Abstract

Slavic linguistics, as other branches of linguistics, is becoming more and more actively involved in interdisciplinary research, expanding the subject area and methodology. These new subject areas include the identification of the cognitive foundations of speech practices using not only traditional, but also experimental linguistic methods. The authors also consider it important to employ new linguistic material in the analysis, including the results of the contact of Slavic languages with languages of other morphological types. The article presents experimental evidence of the influence of the native Tatar language, belonging to the Turkic language group, on the processing of grammatical forms of the second Russian language. The study is based on the data from a corpus study of the speech practices of Tatar-Russian bilinguals under Linguistic and Cultural Diversity of Southern Siberia: Interaction of Languages and Cultures Project. The patterns revealed in the analysis of corpus data allowed formulating hypotheses about the specificity of cognitive processing of units in the zones of greatest variation and testing them in a psycholinguistic behavioral experiment using oculographic equipment with eye movement fixation.

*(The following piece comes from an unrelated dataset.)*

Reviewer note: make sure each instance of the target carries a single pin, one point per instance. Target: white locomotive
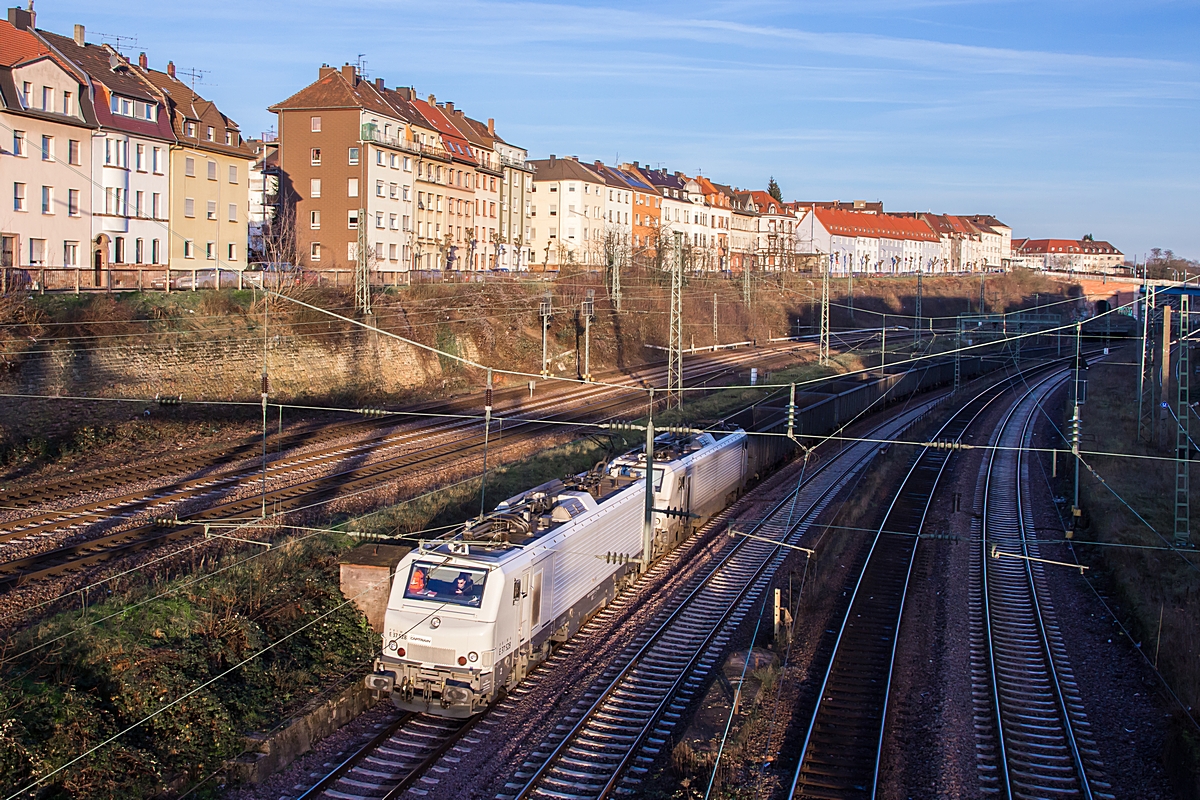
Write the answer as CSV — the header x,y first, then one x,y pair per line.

It was found that deviations from the speech standard of the Russian language manifest themselves both in the production and processing of speech. The most significant result has been obtained in the analysis of cognitive processing of locative constructions. The corpus research has revealed that bilinguals tend to skip a preposition or use a dependent noun in the nominative case. The statistical analysis has shown that the use of a noun in the nominative case with a preposition is processed slightly faster than when the preposition is omitted, so the use of the locative in the nominative case is dictated mainly by the structural features of the Turkic languages than by the omitted preposition.